Kahn and his colleagues evaluated eight simulated screening strategies for type 2 diabetes, such as beginning screening at age 30 and repeating the test every three years, or starting at age 45 and repeating the test every year, or waiting until age 60 and repeating the test every three years.
For all of the screening simulations that began between ages 30 and 45, the researchers found a cost and quality-of-life benefit.

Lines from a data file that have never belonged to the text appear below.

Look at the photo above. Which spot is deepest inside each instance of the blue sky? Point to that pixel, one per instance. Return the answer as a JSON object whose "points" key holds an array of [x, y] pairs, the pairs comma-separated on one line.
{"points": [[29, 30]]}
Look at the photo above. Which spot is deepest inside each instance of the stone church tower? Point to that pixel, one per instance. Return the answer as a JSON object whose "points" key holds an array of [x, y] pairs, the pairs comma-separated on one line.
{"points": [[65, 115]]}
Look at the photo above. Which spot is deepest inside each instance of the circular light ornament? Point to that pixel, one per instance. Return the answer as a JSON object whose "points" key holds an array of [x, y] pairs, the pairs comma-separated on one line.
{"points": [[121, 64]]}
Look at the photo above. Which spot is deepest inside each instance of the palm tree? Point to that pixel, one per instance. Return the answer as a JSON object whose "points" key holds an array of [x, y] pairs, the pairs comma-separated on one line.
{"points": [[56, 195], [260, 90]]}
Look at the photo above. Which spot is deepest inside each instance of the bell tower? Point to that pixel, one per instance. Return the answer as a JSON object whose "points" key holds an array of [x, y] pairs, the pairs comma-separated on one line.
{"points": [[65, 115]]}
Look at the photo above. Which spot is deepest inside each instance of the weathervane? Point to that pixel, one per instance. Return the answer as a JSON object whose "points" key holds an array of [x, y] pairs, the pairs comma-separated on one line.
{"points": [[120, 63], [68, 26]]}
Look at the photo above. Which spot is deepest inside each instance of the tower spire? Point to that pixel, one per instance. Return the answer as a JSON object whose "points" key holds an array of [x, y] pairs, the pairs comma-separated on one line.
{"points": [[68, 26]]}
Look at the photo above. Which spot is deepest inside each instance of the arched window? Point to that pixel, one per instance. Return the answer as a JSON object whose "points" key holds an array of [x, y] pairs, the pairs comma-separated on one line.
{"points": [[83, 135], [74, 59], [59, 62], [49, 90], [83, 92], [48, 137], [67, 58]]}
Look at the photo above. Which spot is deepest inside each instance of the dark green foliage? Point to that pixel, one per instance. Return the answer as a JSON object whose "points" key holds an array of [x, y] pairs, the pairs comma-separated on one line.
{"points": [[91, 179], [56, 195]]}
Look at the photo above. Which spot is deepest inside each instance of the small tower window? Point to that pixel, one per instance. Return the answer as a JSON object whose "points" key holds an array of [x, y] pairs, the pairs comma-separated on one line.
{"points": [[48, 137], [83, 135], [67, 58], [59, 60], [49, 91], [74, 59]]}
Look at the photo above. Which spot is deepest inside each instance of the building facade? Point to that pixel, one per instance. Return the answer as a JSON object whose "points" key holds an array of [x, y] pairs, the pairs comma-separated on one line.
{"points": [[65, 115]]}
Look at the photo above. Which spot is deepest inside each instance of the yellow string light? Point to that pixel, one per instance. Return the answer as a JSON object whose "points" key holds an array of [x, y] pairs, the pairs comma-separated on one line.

"Everybody should get screened for diabetes on a regular basis between 30 and 45 years, and repeat the screen every three to five years," said Kahn. "Screening is cost-effective. It's a bargain in the world of medicine to screen and get someone into effective treatment."
"One of the big questions we've had is: does screening make a difference? This study shows us that screening in ages 30 to 45 will probably make a difference in number of people diagnosed with heart disease, kidney disease and other morbidities," said Dr. Rita Louard, director of the Clinical Diabetes Center at Montefiore Medical Center in New York City.
"We've come a long way in our ability to manage people with diabetes, so screening becomes more important because once people get identified, we now have better tools to get them to their goals. And, it's not only the blood sugars we're looking at. It's really about the other complications that track with the disease, like heart disease. So, we're more aggressive with blood pressure and with their lipids [cholesterol] once diabetes is identified," she explained.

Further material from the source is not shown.